If you just need a few different shapes, you can enumerate each shape as a constructor, here is a example:

data SomeShapes = Triangle {...}
                  | Square {...}

instance Shape SomeShapes where 
    area (Triangle x) = ...
    area (Square x) = ....

now you can put them in a list, because they are same type of SomeShapes

[Triangle {...}, Square {...}]

Your wrapped type is probably the best idea.

It can be improved by noting that, in a lazy language like Haskell, the type () -> T essentially works like the plain T. You probably want to delay computation and write stuff like let f = \ () -> 1+2 which does not perform addition until the function f is called with argument (). However, let f = 1+2 already does not perform addition until f is really needed by some other expression -- this is laziness.

So, we can simply use

data WrappedShape = WrappedShape {
    getArea :: Double
  , getNumVertices :: Integer
}

wrap s = WrappedShape {
    getArea = area s
  , getNumVertices = vertices s
}

x = [wrap (Triangle (...)), wrap (Square (...))]

and forget about passing () later on: when we will access a list element, the area/vertices will be computed (whatever we need). That is print (getArea (head x)) will compute the area of the triangle.

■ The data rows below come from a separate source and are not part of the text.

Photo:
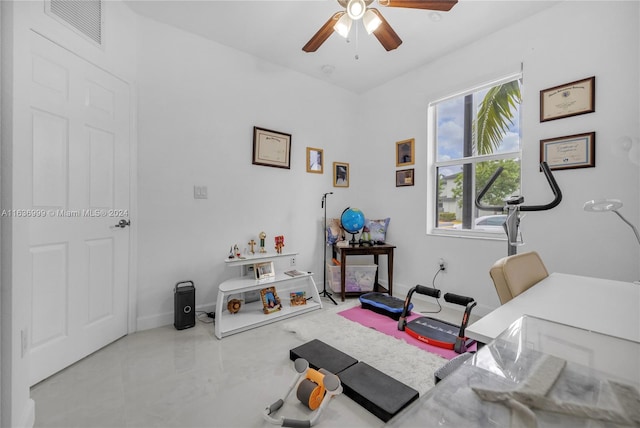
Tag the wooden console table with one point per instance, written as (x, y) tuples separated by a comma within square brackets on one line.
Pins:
[(373, 250)]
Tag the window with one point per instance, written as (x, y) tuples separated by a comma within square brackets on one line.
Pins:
[(472, 134)]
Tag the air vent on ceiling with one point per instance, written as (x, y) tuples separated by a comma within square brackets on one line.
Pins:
[(85, 16)]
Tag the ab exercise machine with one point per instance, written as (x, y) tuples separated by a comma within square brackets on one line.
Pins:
[(314, 389)]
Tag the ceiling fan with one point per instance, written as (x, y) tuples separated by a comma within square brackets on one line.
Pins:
[(372, 19)]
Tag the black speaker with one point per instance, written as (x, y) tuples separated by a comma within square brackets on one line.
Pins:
[(184, 305)]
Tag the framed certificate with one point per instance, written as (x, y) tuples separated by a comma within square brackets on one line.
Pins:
[(570, 99), (572, 151), (271, 148)]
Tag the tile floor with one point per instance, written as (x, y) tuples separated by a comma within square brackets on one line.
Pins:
[(169, 378)]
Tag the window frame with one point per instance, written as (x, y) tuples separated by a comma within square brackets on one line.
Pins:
[(433, 164)]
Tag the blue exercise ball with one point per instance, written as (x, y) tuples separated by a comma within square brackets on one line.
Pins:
[(352, 220)]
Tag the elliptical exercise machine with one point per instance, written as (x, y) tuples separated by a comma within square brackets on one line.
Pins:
[(513, 206)]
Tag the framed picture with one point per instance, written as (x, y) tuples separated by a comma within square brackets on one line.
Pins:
[(340, 174), (570, 99), (404, 177), (270, 300), (405, 152), (271, 148), (572, 151), (264, 270), (315, 160), (298, 298)]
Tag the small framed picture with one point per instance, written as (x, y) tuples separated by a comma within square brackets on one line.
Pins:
[(270, 301), (315, 160), (264, 270), (340, 174), (271, 148), (404, 177), (571, 151), (570, 99), (298, 298), (405, 152)]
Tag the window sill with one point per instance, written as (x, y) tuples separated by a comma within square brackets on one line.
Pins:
[(473, 234)]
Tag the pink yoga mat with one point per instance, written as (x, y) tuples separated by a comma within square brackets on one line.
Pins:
[(389, 326)]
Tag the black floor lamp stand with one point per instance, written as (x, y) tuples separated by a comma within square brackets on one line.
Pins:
[(324, 292)]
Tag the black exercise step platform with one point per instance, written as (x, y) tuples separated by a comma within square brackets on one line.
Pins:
[(377, 392), (322, 356)]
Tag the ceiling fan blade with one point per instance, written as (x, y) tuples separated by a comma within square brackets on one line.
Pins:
[(385, 34), (323, 33), (442, 5)]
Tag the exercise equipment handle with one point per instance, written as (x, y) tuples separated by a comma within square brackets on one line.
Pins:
[(485, 189), (557, 193), (420, 289), (295, 423), (457, 299), (550, 179)]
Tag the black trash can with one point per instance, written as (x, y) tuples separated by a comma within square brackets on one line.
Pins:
[(184, 305)]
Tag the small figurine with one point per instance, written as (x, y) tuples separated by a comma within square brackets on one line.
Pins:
[(279, 243), (262, 236), (233, 306)]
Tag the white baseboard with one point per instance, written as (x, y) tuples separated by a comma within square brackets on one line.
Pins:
[(166, 318)]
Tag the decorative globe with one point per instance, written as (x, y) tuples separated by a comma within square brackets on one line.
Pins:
[(352, 220)]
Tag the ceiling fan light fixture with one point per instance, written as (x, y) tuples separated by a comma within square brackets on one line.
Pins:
[(356, 9), (343, 26), (371, 21)]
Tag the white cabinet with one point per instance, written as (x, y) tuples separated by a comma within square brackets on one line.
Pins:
[(251, 314)]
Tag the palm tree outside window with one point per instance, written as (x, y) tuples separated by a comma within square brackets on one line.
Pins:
[(474, 133)]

The \ () -> ... trick is indeed needed in eager languages, but in Haskell it is an anti-pattern. Roughly, in Haskell everything has a \ () -> ... on top, roughly speaking, s o there's no need to add another one.

These is another solution to your problem, which is called an "existential type". However, this sometimes turns into an anti-pattern as well, so I do not recommend to use it lightly.

It would work as follows

data WrappedShape = forall a. Shape a => WrappedShape a

x = [WrappedShape (Triangle ...), WrappedShape (Square ...)]

exampleUsage = case head x of WrappedShape s -> area s

This is more convenient when the type class has a lots of methods, since we do not have to write a lot of fields in the wrapped type.

The main downside of this technique is that it involves more complex type machinery, for no real gain. I mean a basic list [(Double, Integer)] has the same functionality of [WrappedShape] (list of existentials), so why bother with the latter?

Luke Palmer wrote about this anti-pattern. I do not agree with that post completely, but I think he does have some good points.

I do not have a clear-cut line where I would start using existentials over the basic approach, but these factors are what I would consider:

• How many methods does the type class have?
• Are there any methods of the type class where the type a (the one related to the class) appears not only as an argument? E.g. a method foo :: a -> (String, a)?